Consciente do desconhecimento que havia dos textos clássicos, dedicou muito do seu trabalho ao que não gostava muito de fazer, traduzir, vertendo para português alguns desses textos mais importantes, o que levou Luís Miguel Queirós, no texto atrás referido, a escrever: «E é porque tanto traduziu que hoje os alunos de Estudos Clássicos espalhados pelo país têm “ferramentas de trabalho incríveis”, assegura Fátima Silva, uma discípula que é hoje professora na UC …»., vindo a propósito citar mais uma vez Maria Helena da Rocha Pereira que, a determinada altura, disse: «Um professor que não crie discípulos não é completo (…) e, basta pegar nas publicações do Instituto Nacional de Investigação Científica, do Centro de Estudos Clássicos e Humanísticos da Universidade de Coimbra, de que foi Directora entre 1991 e 1995, para lermos o inevitável agradecimento de muitos investigadores para verificarmos que, também neste campo, cumpriu magnificamente mais uma das missões a que se havia proposto.

Foi também Directora das revistas Humanitas e Biblos e, desde 1991, sócia efectiva da Classe de Letras da Academia das Ciências de Lisboa.

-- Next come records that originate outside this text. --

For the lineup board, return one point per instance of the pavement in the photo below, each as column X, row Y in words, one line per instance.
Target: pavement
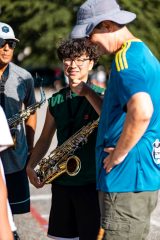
column 33, row 225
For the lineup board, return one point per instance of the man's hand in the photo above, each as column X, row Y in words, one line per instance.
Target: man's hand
column 33, row 177
column 110, row 161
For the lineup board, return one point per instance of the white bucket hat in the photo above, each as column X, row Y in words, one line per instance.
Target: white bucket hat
column 6, row 32
column 92, row 12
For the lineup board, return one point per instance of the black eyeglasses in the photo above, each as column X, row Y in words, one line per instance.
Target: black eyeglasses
column 11, row 43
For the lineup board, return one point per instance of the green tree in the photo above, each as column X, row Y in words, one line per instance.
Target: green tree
column 41, row 24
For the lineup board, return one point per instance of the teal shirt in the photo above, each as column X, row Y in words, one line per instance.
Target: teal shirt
column 71, row 112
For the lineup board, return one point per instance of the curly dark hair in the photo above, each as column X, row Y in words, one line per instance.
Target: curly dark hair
column 73, row 48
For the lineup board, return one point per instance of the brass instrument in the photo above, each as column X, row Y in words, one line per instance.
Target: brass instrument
column 61, row 159
column 24, row 114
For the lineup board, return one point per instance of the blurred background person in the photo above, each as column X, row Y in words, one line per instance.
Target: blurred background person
column 17, row 91
column 7, row 225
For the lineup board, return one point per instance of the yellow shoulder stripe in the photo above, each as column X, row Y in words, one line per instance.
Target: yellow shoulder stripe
column 120, row 59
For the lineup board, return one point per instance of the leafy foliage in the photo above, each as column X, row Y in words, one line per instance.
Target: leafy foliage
column 41, row 24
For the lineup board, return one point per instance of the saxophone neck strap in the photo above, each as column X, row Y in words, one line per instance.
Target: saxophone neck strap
column 2, row 86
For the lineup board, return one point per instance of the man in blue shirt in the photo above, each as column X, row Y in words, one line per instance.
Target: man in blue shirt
column 127, row 150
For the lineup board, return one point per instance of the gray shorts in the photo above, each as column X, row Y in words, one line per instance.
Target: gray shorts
column 126, row 216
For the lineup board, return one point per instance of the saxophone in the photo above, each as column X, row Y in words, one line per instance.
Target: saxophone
column 62, row 159
column 24, row 114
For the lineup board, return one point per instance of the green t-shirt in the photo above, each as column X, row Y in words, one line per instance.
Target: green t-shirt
column 71, row 112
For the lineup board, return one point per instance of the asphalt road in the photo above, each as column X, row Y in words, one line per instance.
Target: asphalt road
column 33, row 226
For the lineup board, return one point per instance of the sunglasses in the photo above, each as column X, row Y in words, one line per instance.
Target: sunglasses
column 11, row 43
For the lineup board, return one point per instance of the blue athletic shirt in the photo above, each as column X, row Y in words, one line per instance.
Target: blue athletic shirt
column 135, row 69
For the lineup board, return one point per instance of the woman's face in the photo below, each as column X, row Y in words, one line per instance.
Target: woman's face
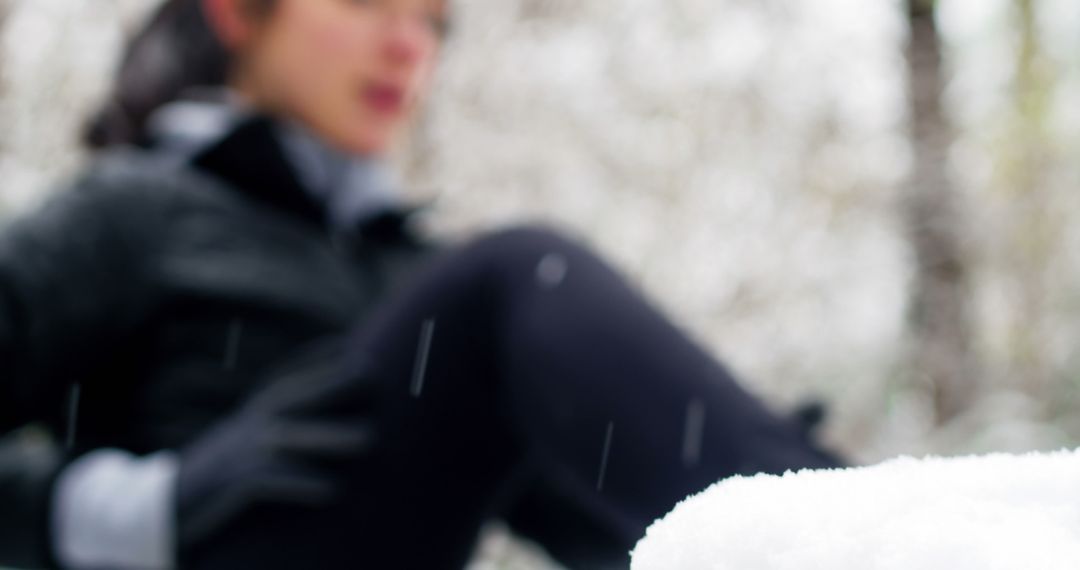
column 351, row 70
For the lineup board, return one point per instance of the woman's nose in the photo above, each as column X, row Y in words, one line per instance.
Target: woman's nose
column 409, row 40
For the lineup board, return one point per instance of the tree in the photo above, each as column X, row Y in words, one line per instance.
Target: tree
column 940, row 314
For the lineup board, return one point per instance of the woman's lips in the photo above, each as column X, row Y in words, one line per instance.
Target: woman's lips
column 386, row 99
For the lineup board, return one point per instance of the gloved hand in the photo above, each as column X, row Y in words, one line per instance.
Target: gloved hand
column 289, row 446
column 28, row 466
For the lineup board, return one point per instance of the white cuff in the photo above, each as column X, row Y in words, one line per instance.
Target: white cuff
column 113, row 510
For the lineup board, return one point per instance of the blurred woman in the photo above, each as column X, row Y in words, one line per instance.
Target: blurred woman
column 255, row 362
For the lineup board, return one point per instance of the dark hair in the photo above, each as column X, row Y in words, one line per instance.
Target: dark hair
column 175, row 51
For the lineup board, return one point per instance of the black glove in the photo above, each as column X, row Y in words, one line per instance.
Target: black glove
column 288, row 446
column 28, row 467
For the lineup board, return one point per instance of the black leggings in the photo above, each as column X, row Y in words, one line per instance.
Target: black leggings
column 522, row 378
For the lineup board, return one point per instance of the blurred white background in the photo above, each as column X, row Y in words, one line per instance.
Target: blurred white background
column 746, row 162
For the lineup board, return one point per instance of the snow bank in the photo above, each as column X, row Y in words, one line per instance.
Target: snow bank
column 988, row 513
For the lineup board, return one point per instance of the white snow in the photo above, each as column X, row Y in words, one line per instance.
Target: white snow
column 982, row 513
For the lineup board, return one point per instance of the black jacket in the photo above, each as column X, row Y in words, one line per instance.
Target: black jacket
column 167, row 293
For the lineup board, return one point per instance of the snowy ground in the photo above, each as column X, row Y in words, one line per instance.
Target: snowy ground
column 989, row 513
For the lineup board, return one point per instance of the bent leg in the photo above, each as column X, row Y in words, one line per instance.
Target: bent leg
column 517, row 358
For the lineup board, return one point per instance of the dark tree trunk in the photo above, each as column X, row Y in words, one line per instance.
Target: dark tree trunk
column 940, row 316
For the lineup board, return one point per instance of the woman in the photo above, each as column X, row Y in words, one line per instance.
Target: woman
column 256, row 363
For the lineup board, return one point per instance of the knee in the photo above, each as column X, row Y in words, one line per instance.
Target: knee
column 522, row 249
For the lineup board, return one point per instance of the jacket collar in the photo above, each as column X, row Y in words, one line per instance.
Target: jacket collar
column 280, row 164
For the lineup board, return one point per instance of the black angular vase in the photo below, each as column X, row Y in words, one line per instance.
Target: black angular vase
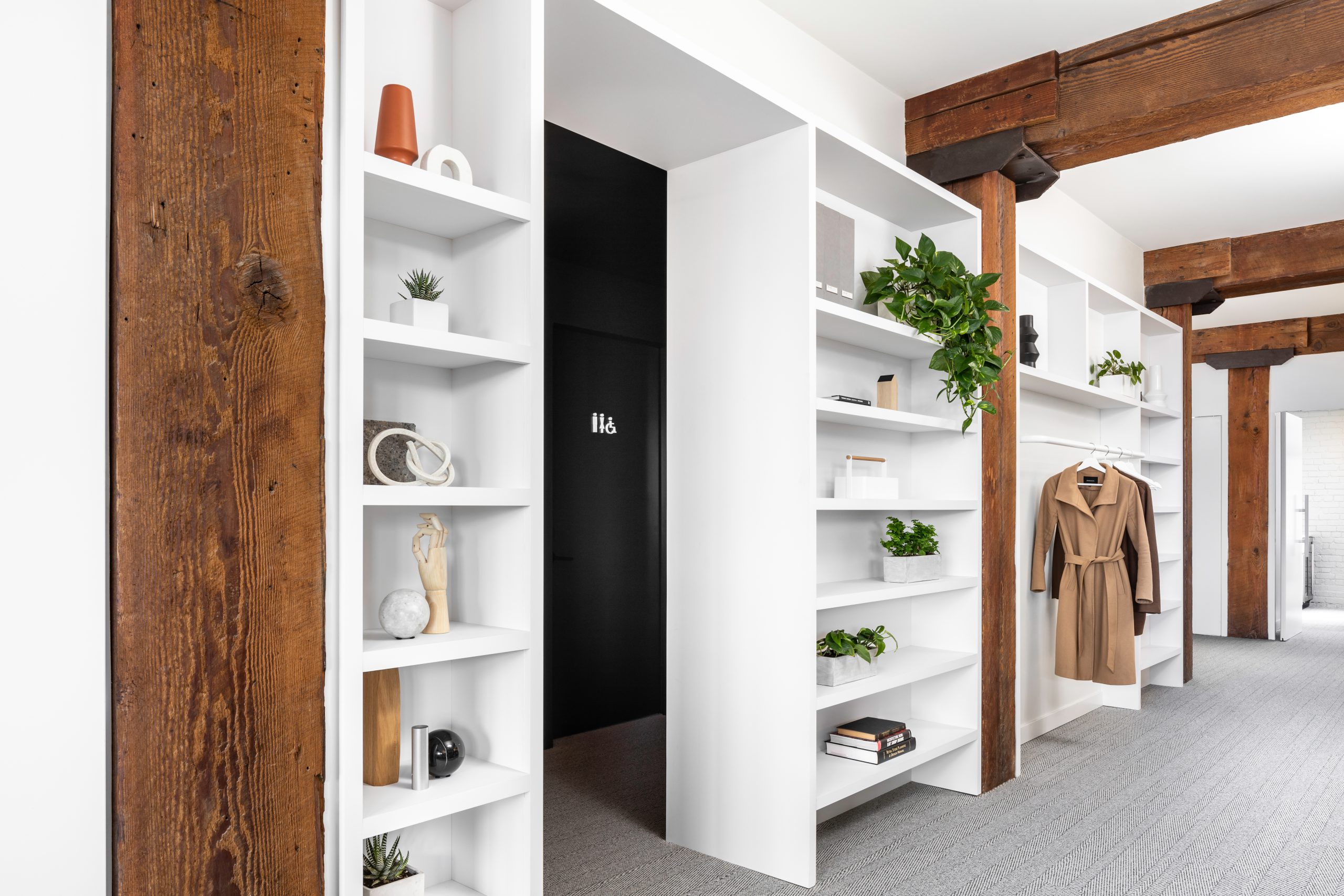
column 447, row 753
column 1027, row 351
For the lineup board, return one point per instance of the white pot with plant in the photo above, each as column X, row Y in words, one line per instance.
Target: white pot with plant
column 387, row 872
column 423, row 307
column 1113, row 374
column 913, row 553
column 843, row 657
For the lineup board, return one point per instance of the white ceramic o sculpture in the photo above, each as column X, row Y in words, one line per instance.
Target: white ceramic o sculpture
column 437, row 156
column 404, row 613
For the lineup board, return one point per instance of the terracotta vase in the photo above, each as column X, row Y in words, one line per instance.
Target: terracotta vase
column 395, row 136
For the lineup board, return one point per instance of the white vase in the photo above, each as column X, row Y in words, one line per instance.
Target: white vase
column 411, row 886
column 911, row 568
column 1155, row 394
column 417, row 312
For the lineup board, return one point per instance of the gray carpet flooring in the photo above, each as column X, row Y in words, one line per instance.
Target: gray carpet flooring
column 1230, row 785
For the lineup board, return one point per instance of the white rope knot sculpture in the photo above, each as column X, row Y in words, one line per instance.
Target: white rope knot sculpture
column 443, row 476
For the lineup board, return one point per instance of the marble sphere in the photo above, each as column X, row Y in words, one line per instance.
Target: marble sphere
column 404, row 613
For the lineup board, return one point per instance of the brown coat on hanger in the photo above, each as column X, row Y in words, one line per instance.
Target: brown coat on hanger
column 1095, row 632
column 1141, row 610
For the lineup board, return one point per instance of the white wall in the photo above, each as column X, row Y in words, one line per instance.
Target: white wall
column 54, row 368
column 784, row 59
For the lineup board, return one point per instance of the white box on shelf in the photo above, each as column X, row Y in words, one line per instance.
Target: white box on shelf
column 417, row 312
column 866, row 487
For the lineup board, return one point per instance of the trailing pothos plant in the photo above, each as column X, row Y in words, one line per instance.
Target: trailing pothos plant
column 866, row 645
column 934, row 293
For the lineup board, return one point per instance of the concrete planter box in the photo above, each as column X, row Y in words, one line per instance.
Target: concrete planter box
column 838, row 671
column 411, row 886
column 911, row 568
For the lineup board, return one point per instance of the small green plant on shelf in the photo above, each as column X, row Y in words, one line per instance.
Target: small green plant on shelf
column 916, row 541
column 1113, row 364
column 866, row 645
column 421, row 285
column 934, row 293
column 383, row 866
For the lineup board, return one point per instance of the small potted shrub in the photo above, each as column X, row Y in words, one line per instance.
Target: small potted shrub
column 421, row 307
column 387, row 872
column 1116, row 375
column 915, row 553
column 843, row 657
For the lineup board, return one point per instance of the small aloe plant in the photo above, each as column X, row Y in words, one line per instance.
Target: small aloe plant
column 383, row 866
column 423, row 285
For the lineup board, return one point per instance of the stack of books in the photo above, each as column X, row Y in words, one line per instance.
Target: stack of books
column 873, row 741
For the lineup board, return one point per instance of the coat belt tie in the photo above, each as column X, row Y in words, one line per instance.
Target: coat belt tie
column 1113, row 597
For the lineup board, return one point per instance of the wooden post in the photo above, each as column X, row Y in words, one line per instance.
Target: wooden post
column 1183, row 315
column 218, row 524
column 995, row 196
column 1247, row 501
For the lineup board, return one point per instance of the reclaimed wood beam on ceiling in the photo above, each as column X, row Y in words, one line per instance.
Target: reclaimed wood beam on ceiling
column 1221, row 66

Dos mais de trezentos títulos —monografias, artigos enciclopédicos, traduções—, podemos afirmar que a sua obra mais popular é «Estudos de História da Cultura Clássica», em dois volumes, o primeiro dedicado à cultura grega e o segundo à cultura romana, editados pela Fundação Calouste Gulbenkian, tendo sido pioneira no estudo sobre os «vasos gregos», que lhe deu notoriedade internacional, e também publicado livros sobre autores clássicos, como Platão, Anacreonte, Píndaro e Pausânias, não podendo deixar de realçar-se a sua muito elogiada tradução de «República», de Platão, editada pela F. C. Gulbenkian.

Em 2009 recebeu o grau de doutor honoris causa pela Universidade de Lisboa, e, no ano seguinte, foi-lhe atribuído o prémio Vida Literária.

Outros prémios lhe foram atribuídos, numa demonstração clara do valor ímpar desta investigadora, como: o Prémio P.E.N. Clube Português de Ensaio (1989), pela obra «Novos ensaios sobre temas clássicos na poesia portuguesa»; Prémio Jacinto do Prado Coelho (2003), pelo ensaio «Portugal e a herança clássica e outros textos»; Prémio Troféu Latino, da União Latina e Prémio Universidade de Coimbra (ambos em 2006); Prémio de Cultura Padre Manuel Antunes (2008) e, em 2010, Grande Prémio Vida Literária APE/CGD

Lamentavelmente, nunca lhe foi atribuído o Prémio Camões nem o Prémio Pessoa, o que mostra a distracção dos júris que presidem a estes prémios, naturalmente sem pôr em causa a atribuição do Prémio Pessoa a Frederico Lourenço, outro dos grandes nomes da Cultura Clássica, que bem o mereceu.